Quaternion Regularization of the Equations of the Perturbed Spatial Restricted Three-Body Problem: II

A quaternion method for the regularization of differential equations of the perturbed spatial restricted three-body problem is developed. It is closely related, from the methodological point of view, to the quaternion method for the regularization of the differential equations of the perturbed spatial three-body problem in Kustaanheimo–Stiefel variables that was earlier proposed by the author of this article.

Various local and global regular quaternion differential equations of the perturbed spatial restricted three-body problem (both circular and non-circular problem) i.e. equations that are regular in the vicinity of the first or second body of finite mass and equations that are regular at the same time both in the neighborhood of the first and second body of finite mass are obtained.
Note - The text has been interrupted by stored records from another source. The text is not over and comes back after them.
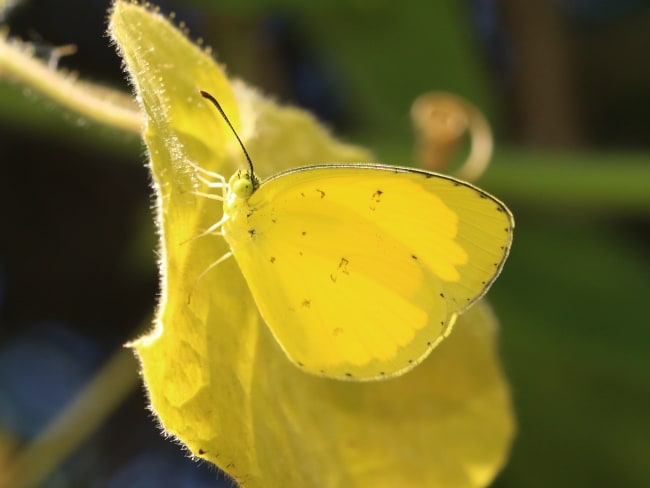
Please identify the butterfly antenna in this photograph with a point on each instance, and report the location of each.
(225, 117)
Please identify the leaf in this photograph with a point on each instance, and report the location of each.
(215, 376)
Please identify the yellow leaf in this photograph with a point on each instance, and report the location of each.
(216, 377)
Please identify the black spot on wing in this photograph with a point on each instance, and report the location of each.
(375, 199)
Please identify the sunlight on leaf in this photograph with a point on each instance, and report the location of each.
(216, 378)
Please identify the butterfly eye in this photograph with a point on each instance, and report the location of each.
(241, 184)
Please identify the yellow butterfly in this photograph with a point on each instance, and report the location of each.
(360, 270)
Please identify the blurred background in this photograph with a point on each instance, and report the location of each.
(565, 85)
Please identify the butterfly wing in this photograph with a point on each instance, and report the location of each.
(361, 270)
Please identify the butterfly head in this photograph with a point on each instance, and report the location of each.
(242, 184)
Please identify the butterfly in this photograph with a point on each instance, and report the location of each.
(360, 270)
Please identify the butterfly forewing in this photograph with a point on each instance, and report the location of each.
(360, 270)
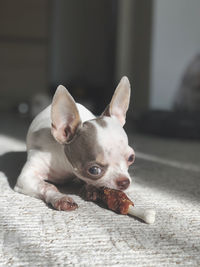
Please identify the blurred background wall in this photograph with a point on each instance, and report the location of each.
(88, 45)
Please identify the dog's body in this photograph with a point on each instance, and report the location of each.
(66, 140)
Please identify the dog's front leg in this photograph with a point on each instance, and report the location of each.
(32, 184)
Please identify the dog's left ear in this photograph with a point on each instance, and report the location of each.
(120, 101)
(64, 115)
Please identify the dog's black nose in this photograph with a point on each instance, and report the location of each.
(123, 183)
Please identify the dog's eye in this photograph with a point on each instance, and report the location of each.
(94, 170)
(131, 158)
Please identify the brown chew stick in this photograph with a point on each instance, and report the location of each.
(117, 201)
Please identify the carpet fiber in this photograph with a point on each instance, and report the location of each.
(33, 234)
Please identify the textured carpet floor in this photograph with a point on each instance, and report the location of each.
(166, 176)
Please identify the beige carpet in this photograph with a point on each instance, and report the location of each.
(32, 234)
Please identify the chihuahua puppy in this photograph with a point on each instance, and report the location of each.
(66, 140)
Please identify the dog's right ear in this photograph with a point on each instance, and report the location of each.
(64, 115)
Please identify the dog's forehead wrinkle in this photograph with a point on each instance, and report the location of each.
(85, 147)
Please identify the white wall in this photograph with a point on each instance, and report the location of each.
(175, 41)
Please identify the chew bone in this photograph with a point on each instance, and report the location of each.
(147, 215)
(117, 201)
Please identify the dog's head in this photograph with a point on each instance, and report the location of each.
(97, 149)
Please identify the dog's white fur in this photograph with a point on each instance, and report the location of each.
(46, 141)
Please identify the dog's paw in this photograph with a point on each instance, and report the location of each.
(65, 203)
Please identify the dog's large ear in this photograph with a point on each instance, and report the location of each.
(64, 115)
(120, 101)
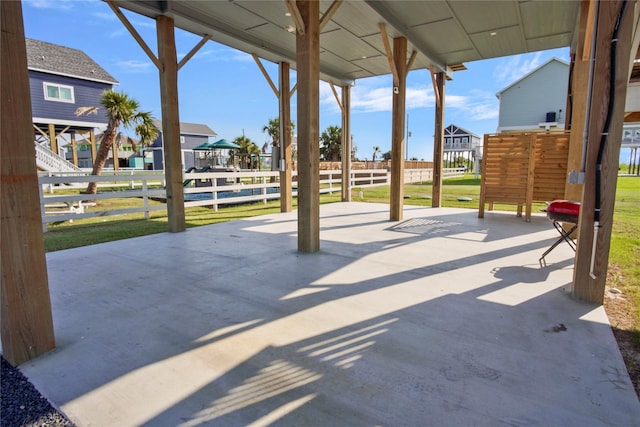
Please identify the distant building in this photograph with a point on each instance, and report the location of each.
(536, 101)
(461, 148)
(191, 136)
(61, 80)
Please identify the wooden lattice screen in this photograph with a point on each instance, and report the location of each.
(523, 168)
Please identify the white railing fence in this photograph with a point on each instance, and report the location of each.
(211, 189)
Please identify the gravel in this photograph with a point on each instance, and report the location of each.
(21, 404)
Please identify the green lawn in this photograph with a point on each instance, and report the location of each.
(625, 239)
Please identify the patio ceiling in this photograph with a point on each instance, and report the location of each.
(445, 34)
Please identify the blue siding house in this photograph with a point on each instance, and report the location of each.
(62, 79)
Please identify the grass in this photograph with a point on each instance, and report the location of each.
(625, 238)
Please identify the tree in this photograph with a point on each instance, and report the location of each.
(331, 143)
(246, 150)
(121, 111)
(376, 151)
(273, 130)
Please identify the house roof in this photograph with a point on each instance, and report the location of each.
(65, 61)
(458, 130)
(560, 61)
(190, 128)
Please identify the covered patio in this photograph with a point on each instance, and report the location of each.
(439, 319)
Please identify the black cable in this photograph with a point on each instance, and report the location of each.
(612, 92)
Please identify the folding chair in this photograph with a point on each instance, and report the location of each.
(563, 211)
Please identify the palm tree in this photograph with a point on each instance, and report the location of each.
(273, 130)
(331, 143)
(247, 149)
(121, 111)
(376, 150)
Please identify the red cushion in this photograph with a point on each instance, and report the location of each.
(564, 207)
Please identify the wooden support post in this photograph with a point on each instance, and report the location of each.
(53, 140)
(346, 143)
(308, 59)
(590, 273)
(114, 153)
(25, 305)
(74, 149)
(577, 100)
(94, 151)
(438, 141)
(170, 122)
(397, 128)
(284, 100)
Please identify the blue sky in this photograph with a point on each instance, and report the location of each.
(225, 89)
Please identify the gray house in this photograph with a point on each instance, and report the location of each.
(191, 136)
(61, 79)
(537, 101)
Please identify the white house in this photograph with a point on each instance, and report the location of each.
(536, 101)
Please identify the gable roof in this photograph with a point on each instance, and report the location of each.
(560, 61)
(457, 130)
(189, 128)
(65, 61)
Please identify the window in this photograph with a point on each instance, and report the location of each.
(60, 93)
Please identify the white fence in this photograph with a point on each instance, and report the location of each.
(203, 189)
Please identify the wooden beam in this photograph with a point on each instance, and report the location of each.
(592, 254)
(308, 60)
(266, 75)
(397, 129)
(346, 143)
(295, 15)
(170, 123)
(329, 13)
(193, 51)
(26, 321)
(284, 102)
(438, 141)
(390, 57)
(335, 94)
(134, 33)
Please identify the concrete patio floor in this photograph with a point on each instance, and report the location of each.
(441, 319)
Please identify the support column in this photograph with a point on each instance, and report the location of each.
(308, 59)
(397, 128)
(170, 123)
(284, 100)
(438, 142)
(25, 305)
(53, 141)
(346, 143)
(577, 99)
(94, 151)
(74, 149)
(588, 282)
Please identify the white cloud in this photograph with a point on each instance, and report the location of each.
(51, 4)
(512, 69)
(135, 66)
(477, 105)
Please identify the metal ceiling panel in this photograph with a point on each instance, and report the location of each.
(443, 32)
(485, 16)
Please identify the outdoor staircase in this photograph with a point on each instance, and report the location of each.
(49, 161)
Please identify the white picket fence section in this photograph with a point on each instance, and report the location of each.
(211, 189)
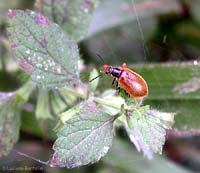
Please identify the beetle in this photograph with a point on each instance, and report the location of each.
(133, 84)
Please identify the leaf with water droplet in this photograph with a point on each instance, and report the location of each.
(73, 16)
(43, 49)
(9, 123)
(85, 138)
(148, 130)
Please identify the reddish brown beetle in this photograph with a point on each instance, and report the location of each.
(129, 80)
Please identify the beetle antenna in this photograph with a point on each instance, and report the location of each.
(100, 57)
(96, 77)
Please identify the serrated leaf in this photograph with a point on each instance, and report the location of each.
(73, 16)
(148, 130)
(42, 108)
(9, 123)
(43, 49)
(85, 138)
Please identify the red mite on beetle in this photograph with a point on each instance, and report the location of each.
(133, 84)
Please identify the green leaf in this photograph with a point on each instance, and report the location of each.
(130, 161)
(9, 123)
(94, 83)
(42, 108)
(73, 16)
(85, 138)
(43, 49)
(148, 130)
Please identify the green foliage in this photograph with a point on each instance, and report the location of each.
(73, 16)
(43, 49)
(87, 117)
(84, 138)
(148, 130)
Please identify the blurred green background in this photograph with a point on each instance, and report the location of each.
(159, 39)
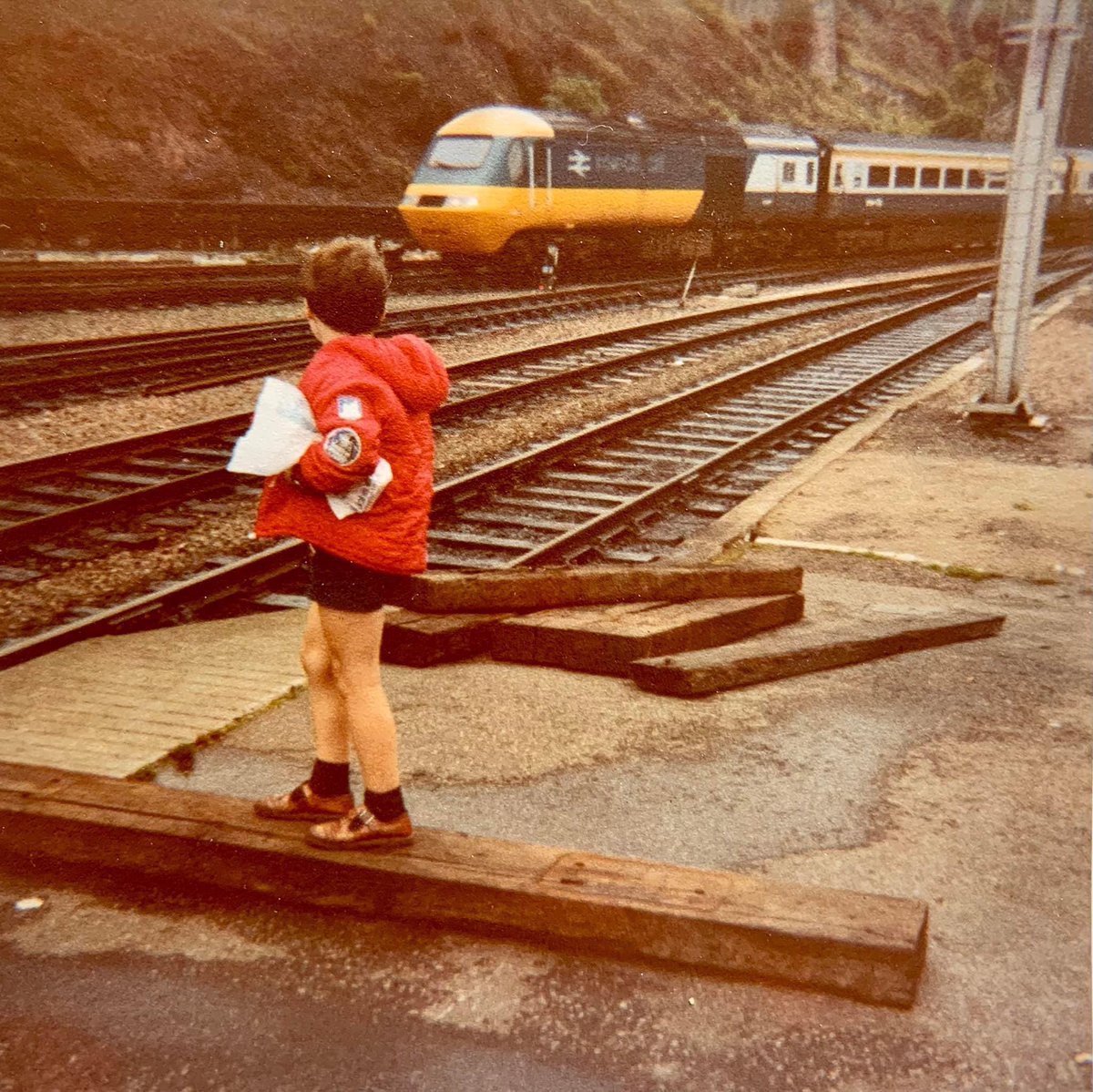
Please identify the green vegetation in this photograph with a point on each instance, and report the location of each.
(272, 101)
(577, 93)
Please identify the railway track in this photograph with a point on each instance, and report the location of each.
(633, 486)
(66, 491)
(43, 376)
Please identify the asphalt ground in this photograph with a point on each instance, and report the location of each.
(959, 775)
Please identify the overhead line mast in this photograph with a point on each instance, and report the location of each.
(1049, 37)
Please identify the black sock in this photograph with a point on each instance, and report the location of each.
(385, 806)
(329, 779)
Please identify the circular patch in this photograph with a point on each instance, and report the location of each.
(342, 446)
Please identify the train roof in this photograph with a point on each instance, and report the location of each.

The equations are systems of nonlinear nonstationary differential equations of the tenth or eleventh or nineteenth order with respect to the Kustaanheimo–Stiefel variables, their first derivatives, Kepler or total energies, or variables that are Jacobi integration constants in the case of the unperturbed spatial circular restricted three-body problem, as well as with respect to time and auxiliary time variable. The equations obtained allow one to construct different regular algorithms for integrating the differential equations of the perturbed spatial restricted three-body problem.

This study is an extension of [1, 2].